I have actively campaigned for many years to improve mental health provision, especially for young people, who are most at risk. I have helped Papyrus and the Samaritans with media work and research and also campaigned for Headway. Over the past 9 years, I have listened to countless parents telling me their story and I have learned that my daughters experience with a G.P, just before attempting or completing suicide is sadly very common. All doctors, and particularly G.P’s, should have a mandatory day’s training on suicide awareness. The training for doctors is long and rigorous, but currently has nothing with regard to suicide prevention. As G.Ps are the gatekeepers of the nation’s health, and are usually the first point of health care access, it is particularly essential that this training becomes mandatory.”

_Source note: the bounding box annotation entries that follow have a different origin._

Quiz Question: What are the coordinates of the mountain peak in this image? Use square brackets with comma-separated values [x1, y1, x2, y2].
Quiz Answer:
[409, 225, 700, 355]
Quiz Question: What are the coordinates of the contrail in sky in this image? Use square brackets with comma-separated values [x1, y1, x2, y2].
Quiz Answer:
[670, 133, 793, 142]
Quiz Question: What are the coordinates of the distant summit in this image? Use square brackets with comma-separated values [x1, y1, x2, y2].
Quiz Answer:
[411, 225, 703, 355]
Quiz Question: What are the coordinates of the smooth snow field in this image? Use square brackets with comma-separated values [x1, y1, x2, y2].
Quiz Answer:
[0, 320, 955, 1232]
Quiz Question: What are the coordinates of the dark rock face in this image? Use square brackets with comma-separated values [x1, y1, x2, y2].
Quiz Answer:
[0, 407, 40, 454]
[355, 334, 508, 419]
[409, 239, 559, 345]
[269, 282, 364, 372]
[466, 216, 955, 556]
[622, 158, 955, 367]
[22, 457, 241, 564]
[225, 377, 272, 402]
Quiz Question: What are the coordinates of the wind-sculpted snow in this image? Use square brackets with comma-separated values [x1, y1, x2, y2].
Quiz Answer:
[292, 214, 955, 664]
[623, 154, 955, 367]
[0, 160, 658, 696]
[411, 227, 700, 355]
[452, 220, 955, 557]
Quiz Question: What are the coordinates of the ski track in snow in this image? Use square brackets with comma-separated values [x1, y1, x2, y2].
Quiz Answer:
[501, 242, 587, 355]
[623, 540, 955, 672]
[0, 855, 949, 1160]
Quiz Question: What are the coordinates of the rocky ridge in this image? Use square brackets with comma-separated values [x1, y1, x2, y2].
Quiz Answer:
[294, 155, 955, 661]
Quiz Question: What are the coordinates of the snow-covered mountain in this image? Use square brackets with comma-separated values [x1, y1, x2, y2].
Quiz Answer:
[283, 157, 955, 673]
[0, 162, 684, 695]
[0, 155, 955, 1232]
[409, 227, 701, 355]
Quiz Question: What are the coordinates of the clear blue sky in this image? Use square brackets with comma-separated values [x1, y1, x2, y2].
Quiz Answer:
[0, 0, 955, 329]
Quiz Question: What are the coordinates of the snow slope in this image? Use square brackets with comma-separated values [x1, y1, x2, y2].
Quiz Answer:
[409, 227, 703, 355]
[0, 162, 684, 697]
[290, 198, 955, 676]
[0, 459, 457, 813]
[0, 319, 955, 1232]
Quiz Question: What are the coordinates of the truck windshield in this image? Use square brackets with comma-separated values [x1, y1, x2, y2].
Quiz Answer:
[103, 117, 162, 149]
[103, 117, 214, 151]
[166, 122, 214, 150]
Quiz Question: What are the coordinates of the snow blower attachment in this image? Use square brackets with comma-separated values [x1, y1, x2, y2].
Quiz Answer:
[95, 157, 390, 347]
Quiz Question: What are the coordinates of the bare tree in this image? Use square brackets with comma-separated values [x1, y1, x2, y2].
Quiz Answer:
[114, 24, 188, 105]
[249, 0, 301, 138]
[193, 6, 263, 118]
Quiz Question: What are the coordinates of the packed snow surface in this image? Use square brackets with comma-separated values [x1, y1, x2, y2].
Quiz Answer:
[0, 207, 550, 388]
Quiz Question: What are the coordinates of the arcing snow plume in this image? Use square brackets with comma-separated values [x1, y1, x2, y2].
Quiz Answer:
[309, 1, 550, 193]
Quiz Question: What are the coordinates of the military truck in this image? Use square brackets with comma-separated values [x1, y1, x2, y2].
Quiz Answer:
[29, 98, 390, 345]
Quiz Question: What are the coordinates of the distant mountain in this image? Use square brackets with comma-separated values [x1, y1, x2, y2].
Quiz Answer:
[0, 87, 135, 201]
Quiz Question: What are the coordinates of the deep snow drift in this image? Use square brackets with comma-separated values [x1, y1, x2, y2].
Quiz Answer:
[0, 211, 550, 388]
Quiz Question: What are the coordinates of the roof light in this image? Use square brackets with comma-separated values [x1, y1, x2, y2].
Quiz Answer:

Just one days training in suicide awareness for all doctors could potentially save thousands of lives every year. Teachers, too, would benefit from this training and young people in secondary schools should be taught about mental health, how to protect themselves and to feel able to confide in a trusted adult if they self harm and or have suicidal thoughts. As a teacher, myself, I am well aware of the considerable emphasis on physical health, taught as part of the PSHE curriculum, at primary and secondary schools, but there is nothing in the current national curriculum regarding safe- guarding mental health and so the stigma still remains. Many young men, in particular, suffer from severe and devastating depression, yet tell no-one except,their G.P that they have thoughts of self-harm and suicide. Their parents and families often say that they had no idea that their son or daughter was suicidal until it was too late.” – RW

Another lone voice in the dark joining up. Watch out for the big clang. It’s coming. It’s long overdue. We will be heard. I promise you Saagar. Things will have to change.